Review ArticleVolume 74, Issue 5, August 2019

JOURNAL:J Am Coll Cardiol. Article Link

The Evolution of β-Blockers in Coronary Artery Disease and Heart Failure (Part 1/5)

P Joseph, K Swedberg, DP Leong et al. Keywords: heart failure; HF following ACS; stable CAD; β-blocker;

ABSTRACT


As new treatments continue to improve clinical outcomes in coronary artery disease (CAD) and heart failure, it is necessary to characterize the appropriate use of β-adrenergic receptor blockers (β-blockers) in the contemporary management of these conditions.

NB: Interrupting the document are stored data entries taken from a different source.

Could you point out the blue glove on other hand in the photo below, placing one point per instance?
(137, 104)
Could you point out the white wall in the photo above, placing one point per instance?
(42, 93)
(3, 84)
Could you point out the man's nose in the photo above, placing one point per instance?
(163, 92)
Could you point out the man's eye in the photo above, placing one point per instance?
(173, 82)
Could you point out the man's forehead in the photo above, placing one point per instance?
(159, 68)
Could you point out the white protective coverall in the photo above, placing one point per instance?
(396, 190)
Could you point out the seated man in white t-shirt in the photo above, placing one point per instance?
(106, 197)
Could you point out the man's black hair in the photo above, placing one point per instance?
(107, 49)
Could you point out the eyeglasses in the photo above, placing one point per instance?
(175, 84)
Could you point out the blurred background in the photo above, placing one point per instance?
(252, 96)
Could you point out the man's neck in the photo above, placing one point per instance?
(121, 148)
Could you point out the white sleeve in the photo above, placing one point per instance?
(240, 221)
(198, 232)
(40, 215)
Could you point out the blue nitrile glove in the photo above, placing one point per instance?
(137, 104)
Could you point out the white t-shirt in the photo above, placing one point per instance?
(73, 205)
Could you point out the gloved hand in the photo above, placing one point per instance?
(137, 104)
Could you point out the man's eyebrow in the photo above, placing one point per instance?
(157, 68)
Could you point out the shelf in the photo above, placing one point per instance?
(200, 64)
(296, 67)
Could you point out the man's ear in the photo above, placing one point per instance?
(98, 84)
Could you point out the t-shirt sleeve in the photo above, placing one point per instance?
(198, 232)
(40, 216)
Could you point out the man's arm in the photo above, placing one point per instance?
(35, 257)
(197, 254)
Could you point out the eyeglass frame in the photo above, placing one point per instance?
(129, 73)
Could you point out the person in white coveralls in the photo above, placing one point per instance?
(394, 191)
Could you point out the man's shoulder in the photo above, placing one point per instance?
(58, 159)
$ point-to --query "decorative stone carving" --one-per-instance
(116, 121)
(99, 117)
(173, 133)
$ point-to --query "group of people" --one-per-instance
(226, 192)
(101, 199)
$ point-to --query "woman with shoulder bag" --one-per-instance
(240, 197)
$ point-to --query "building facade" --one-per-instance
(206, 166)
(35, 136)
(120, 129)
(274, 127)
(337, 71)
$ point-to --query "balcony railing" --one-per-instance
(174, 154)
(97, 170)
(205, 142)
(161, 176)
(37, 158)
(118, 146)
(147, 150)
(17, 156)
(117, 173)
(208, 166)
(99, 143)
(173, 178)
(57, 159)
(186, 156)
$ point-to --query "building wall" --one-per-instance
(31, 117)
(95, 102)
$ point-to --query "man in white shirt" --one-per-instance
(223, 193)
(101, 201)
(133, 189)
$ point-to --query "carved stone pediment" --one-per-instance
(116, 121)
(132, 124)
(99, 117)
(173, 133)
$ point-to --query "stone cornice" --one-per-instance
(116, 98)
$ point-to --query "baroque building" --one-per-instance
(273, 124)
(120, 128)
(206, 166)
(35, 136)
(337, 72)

This review examines the current evidence supporting β-blocker use in heart failure with preserved ejection fraction (HFpEF), heart failure with midrange ejection fraction (HFmEF), and heart failure with reduced ejection fraction (HFrEF), following acute coronary syndrome and in stable CAD. β-Blockers remain essential in the treatment of HFrEF, but limited evidence supports their use in HFmEF or HFpEF. They should still be considered routinely following acute coronary syndrome, but there is a need for contemporary trials that re-examine this in patients without left ventricular dysfunction, as well as in patients with stable CAD. From a global perspective, more studies are needed to characterize the extent of β-blocker use in CAD and heart failure, and how evidence-based use can be improved in these conditions.